Associated Spectral and Temporal State Transition of the bright ULX NGC1313 X-1

TL;DR

This study analyzes two different spectral and temporal states of the ULX NGC 1313 X-1, revealing distinct accretion disk geometries and spectral properties that resemble but also differ from Galactic black hole systems.

Contribution

The paper provides the first detailed analysis of spectral and temporal state transitions in NGC 1313 X-1, linking observed states to specific accretion disk geometries.

Findings

High flux state shows strong variability and a different spectral shape.

Low flux state is consistent with a truncated accretion disk model.

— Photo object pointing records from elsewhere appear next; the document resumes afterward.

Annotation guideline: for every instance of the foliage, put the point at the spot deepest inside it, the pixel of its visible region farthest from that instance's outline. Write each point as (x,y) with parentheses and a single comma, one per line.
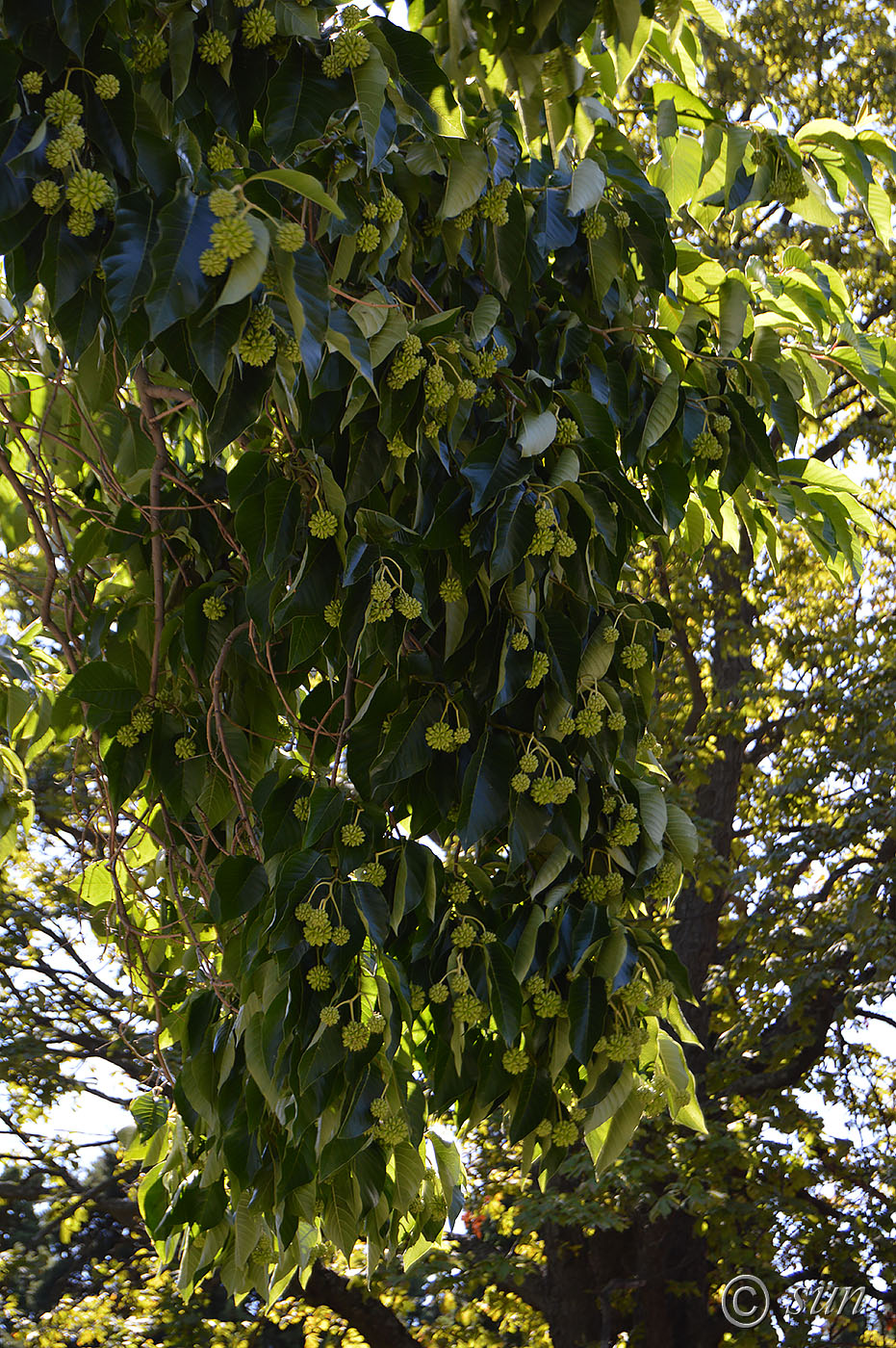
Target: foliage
(352,620)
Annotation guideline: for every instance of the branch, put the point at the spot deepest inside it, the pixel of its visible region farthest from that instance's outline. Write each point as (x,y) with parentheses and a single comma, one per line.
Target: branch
(359,1308)
(154,431)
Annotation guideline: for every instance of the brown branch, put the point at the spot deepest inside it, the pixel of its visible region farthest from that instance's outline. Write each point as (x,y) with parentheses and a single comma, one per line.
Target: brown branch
(363,1310)
(159,462)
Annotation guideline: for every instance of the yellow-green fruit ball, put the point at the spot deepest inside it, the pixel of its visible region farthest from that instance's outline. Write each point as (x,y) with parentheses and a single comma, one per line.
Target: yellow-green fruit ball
(64,105)
(515,1061)
(323,523)
(222,202)
(81,222)
(259,27)
(213,47)
(46,194)
(107,87)
(258,348)
(150,53)
(367,238)
(221,158)
(441,737)
(290,236)
(88,191)
(233,236)
(213,262)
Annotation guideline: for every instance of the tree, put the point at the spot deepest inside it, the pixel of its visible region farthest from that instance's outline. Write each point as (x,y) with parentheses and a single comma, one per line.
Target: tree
(370,774)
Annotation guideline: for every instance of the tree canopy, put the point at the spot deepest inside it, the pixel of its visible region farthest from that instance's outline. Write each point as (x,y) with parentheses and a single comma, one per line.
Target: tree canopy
(349,373)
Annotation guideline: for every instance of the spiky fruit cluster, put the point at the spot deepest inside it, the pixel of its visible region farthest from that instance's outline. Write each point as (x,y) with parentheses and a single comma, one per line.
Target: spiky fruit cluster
(407,606)
(706,445)
(790,185)
(515,1061)
(593,225)
(541,666)
(633,657)
(494,204)
(259,27)
(213,47)
(350,49)
(464,936)
(222,204)
(590,720)
(469,1008)
(391,208)
(548,1003)
(367,238)
(627,829)
(323,523)
(563,1132)
(437,388)
(568,431)
(441,737)
(64,105)
(88,191)
(391,1129)
(148,53)
(290,236)
(407,363)
(373,872)
(319,929)
(46,194)
(258,344)
(549,791)
(356,1035)
(221,157)
(664,883)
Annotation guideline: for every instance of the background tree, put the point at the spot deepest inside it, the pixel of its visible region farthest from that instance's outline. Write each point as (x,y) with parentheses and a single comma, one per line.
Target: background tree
(670,489)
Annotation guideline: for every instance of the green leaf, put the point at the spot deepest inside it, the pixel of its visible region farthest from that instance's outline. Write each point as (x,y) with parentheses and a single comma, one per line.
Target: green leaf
(178,286)
(487,313)
(302,184)
(662,413)
(105,687)
(468,174)
(246,272)
(536,434)
(371,80)
(588,186)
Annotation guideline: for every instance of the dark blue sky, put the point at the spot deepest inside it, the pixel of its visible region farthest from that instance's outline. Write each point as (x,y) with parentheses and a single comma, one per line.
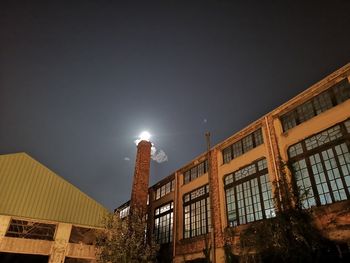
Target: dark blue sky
(80,81)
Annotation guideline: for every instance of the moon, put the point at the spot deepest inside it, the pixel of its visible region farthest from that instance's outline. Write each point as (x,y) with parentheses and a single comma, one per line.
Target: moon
(145,136)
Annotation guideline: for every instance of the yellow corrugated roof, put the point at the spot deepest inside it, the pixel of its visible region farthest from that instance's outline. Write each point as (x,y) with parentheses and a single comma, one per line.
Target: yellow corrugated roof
(29,189)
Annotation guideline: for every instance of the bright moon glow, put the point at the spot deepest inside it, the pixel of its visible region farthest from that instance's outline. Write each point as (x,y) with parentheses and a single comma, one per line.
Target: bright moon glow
(145,136)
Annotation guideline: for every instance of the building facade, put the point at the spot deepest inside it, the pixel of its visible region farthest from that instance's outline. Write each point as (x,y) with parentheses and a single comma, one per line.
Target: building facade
(43,218)
(234,183)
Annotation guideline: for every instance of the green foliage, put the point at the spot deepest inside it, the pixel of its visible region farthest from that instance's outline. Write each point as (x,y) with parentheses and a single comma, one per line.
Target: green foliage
(289,237)
(124,240)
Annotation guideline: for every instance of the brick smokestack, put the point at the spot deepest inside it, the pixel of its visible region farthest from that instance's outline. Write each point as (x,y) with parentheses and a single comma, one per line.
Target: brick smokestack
(139,190)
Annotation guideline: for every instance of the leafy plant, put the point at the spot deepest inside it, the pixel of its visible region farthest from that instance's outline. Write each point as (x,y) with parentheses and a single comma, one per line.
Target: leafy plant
(124,240)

Spectral properties suggest a colder, optically thicker Comptonizing corona.

Abstract

(Abridged) Stellar mass black hole X-ray binaries exhibit X-ray spectral states which also have distinct and characteristic temporal properties. These states are believed to correspond to different accretion disk geometries. We present analysis of two long XMM-Newton observations of the Ultra-Luminous X-ray source (ULX) NGC 1313 X-1, which reveal that the system was in two different spectral/temporal states. With a count rate of 1.5 counts/s and a fractional variability amplitude of ~15%, the ULX was in a high flux and strongly variable state in March 2006. In October 2006, the count rate of the ULX had reduced by a factor of ~2 and the spectral shape was distinctly different with the presence of a soft component. No strong variability was detected during this low flux state with an upper limit on the amplitude < 3%. Moreover, the spectral properties of the two states implies that the accretion disk geometry was different for them. The low flux state is consistent with a model where a standard accretion disk is truncated at a radius of ~17 Schwarzschild radius around a ~200 Msun black hole. The inner hot region Comptonizes photons from the outer disk to give the primary spectral component. The spectrum of the high flux state is not compatible with such a geometry. Instead, it is consistent with a model where a hot corona covers a cold accretion disk and Comptonizes the disk photons. The variability as a function of energy is also shown to be consistent with the corona model. Despite these broad analogies with Galactic black hole systems, the spectral nature of the ULX is distinct in having a colder Comptonizing temperature (~2 keV) and higher optical depth (~15) than what is observed for the Galactic ones.